# Fear sets in...



## Yoshi (Oct 18, 2006)

So... I have everything i need to make my first batch of mead... "and why have you not started yet?" you ask... well. that is where it gets complicated. actually, its not very complicated. I am scared that my first batch is gonna be ruined my unsanitery equipment. ive run through the process several times and found alot of moments in which the batch can be contaminated. i know i am just over reacting... but... i jus dont know. any advise on what can help me get over this lil.... OCD moment?


----------



## Ben Brewcat (Oct 27, 2004)

One to two glasses of mead







. Seriously though, sanitation _is_ important, but it's also easily addressed and easily over-worried about. What are you using to sanitize? Two ounces of unscented household bleach in five gallons is perfectly adequate. Have you read the Introduction to Meadmaking? It has info on sanitizing. For the anal (I'm in this camp) remember the rule: you can't sanitize dirt. If the vessel or equipment is 1) physically clean (no residues), it'll be easy to 2) effectively sanitize. If you're really fired up, wipe your counter down with a bleach rag. It'll help your peace of mind more than your mead, but this is all about being able to enjoy the process. With all my medical and biology background, I still put my totem of Bryggeman (Norwegian spirit who, properly invited, visited ancient beers to "awaken" them with fermentation way before yeast were understood) on the counter to guard against the forces of evil. He's fiercely protecting my starter right now for today's dry stout brew.

When I was beginning, this served me well: every time something was going to touch my beverage, I'd think "did I sanitize this, and have my cats sneezed on it since then?". Really if you do a quick check you'll be fine. Pouring into the fermenter: Are the fermenter and the funnel sanitized and rinsed? Putting on the airlock: stopper, airlock sanitized and rinsed? Stirring: spoon?

Really, with basic attention to it and a good quality yeast (which, once it gets going, will outcompete minor infractions.
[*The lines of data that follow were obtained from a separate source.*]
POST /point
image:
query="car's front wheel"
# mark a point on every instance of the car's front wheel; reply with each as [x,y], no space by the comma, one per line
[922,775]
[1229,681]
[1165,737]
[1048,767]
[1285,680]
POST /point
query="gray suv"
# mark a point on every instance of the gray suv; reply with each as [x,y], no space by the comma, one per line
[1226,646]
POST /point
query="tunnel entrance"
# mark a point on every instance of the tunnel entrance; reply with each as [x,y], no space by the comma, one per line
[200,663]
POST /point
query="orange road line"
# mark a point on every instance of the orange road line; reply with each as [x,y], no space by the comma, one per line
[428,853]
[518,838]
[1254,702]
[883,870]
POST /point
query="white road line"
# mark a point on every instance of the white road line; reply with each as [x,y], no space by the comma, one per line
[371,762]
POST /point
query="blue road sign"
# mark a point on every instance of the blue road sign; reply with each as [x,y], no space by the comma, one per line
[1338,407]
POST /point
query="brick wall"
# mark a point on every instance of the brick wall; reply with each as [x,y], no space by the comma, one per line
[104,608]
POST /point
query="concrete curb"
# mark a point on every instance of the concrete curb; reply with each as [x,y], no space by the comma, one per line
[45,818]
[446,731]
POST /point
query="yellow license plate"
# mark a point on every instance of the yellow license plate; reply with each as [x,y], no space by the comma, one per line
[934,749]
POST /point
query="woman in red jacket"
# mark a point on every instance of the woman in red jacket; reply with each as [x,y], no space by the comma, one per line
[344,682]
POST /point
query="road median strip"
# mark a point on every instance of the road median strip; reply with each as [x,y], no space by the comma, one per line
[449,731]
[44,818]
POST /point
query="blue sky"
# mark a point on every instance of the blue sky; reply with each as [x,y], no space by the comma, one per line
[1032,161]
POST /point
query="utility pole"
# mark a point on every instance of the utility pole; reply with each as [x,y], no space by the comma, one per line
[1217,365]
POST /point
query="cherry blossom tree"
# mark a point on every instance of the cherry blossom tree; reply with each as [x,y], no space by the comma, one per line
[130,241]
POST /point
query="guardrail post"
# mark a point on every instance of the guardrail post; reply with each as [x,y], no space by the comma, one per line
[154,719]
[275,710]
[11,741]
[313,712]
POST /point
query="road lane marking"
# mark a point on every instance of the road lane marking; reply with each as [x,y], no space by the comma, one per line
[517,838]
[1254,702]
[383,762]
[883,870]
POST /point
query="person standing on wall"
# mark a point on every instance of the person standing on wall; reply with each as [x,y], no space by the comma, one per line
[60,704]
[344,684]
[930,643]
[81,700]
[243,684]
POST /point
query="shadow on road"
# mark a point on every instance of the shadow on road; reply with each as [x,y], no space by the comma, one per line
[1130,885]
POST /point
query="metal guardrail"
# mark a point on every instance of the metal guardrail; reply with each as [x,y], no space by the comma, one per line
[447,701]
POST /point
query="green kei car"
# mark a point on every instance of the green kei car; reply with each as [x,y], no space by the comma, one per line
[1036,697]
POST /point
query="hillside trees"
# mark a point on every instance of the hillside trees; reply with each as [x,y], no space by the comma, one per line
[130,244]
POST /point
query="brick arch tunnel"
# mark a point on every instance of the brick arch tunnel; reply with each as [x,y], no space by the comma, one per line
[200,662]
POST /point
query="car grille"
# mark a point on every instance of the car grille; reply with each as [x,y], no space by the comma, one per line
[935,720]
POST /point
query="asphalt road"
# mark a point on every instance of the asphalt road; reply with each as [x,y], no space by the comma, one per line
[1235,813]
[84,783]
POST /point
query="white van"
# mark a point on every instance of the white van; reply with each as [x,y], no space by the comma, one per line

This isn't Ebola afer all  ) will get you 99% of where you're going sanitation-wise.

Charlie said it best: "Relax, don't worry, have a homebrew". Storebought can be substituted for that very first batch, though it may take a couple extra to obtain full worry-relief







.


----------



## Ben Brewcat (Oct 27, 2004)

Just so folks can appreciate the power of Bryggeman (or the dork quotient of his subject, as my wife would say), I took a pic:
http://i9.photobucket.com/albums/a60/Brewcat/Picture005.jpg 

He was a present from my wife years ago from her trip to Hawaii, and has served me well  .

That's my starter vessel with aeration underway. For 10 gallons of beer, I use two quarts of canned, sterilized wort aerated overnight and until pitching time. That's a spray bottle of Star San, my sanitizer of choice, for keeping the fear at bay (it's not more effective than other products, but it doesn't require rinsing, won't ruin clothes, degrades readily in the environment and is safe enough to drink. Great stuff).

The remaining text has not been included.